野々村の家は意外にもすぐに見つかった。チャイムを鳴らすと二十歳過ぎの男性が扉を開けて「どなたですか?」と言った。その目が陽子に釘付けになっていた。
「あの、桜井陽子と申します」と挨拶の後、田舎から母のことを聞くために来たと告げると、男性は我に返って家の中に入っていった。しばらくして今度は少し年上の男性と母親らしい女性が現れて「桜井さん?」
「はい」
「うちの誰に用事なのでしょう?」
二人の男性は陽子に見とれている。最初の男性が「応接に上がってもらったら? 遠くから来られているから」
母親が頷(うなづ)いて応接に通した。座ると正造が名刺を差し出した。
「田宮正造と申します」
名刺を見て「保険の調査?」と母親が言う。
先ほどの男性が冷たいお茶をもってきた。

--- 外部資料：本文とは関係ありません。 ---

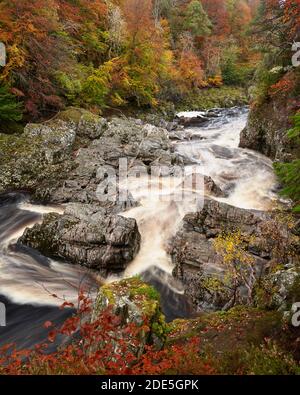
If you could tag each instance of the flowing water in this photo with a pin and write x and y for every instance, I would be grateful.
(28, 280)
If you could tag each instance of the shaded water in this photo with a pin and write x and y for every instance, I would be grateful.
(28, 280)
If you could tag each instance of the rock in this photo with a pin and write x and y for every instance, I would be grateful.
(42, 155)
(193, 253)
(136, 303)
(97, 166)
(85, 123)
(198, 181)
(193, 121)
(267, 126)
(86, 235)
(279, 290)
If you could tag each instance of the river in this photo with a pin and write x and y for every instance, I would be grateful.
(28, 280)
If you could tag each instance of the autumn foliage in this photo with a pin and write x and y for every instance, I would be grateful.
(104, 345)
(114, 53)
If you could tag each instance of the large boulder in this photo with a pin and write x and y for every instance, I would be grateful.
(43, 154)
(88, 236)
(135, 303)
(197, 263)
(139, 145)
(267, 127)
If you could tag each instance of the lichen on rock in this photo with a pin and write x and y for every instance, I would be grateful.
(134, 302)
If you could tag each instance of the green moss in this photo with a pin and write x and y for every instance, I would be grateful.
(74, 114)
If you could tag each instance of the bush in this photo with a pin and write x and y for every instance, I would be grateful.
(10, 109)
(289, 173)
(104, 346)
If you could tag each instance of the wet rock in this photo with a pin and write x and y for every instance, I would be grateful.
(135, 302)
(193, 121)
(267, 126)
(193, 253)
(204, 184)
(98, 165)
(88, 236)
(43, 154)
(279, 290)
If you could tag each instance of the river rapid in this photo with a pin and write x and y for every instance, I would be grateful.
(29, 280)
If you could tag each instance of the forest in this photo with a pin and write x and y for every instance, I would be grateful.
(146, 287)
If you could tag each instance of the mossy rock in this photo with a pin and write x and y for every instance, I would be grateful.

三人が座る。陽子を見るために。陽子は帽子を脱いで横に置く。長いストレートの綺麗な黒髪に二人が見とれているのが、よくわかった。その後、視線が胸元に集中していた。谷間が見えそうだったから。
「こちらに野々村真希さんという方はいらっしゃいませんか?」
「もう結婚されているか、ご親戚かもしれませんが」正造が付け加えた。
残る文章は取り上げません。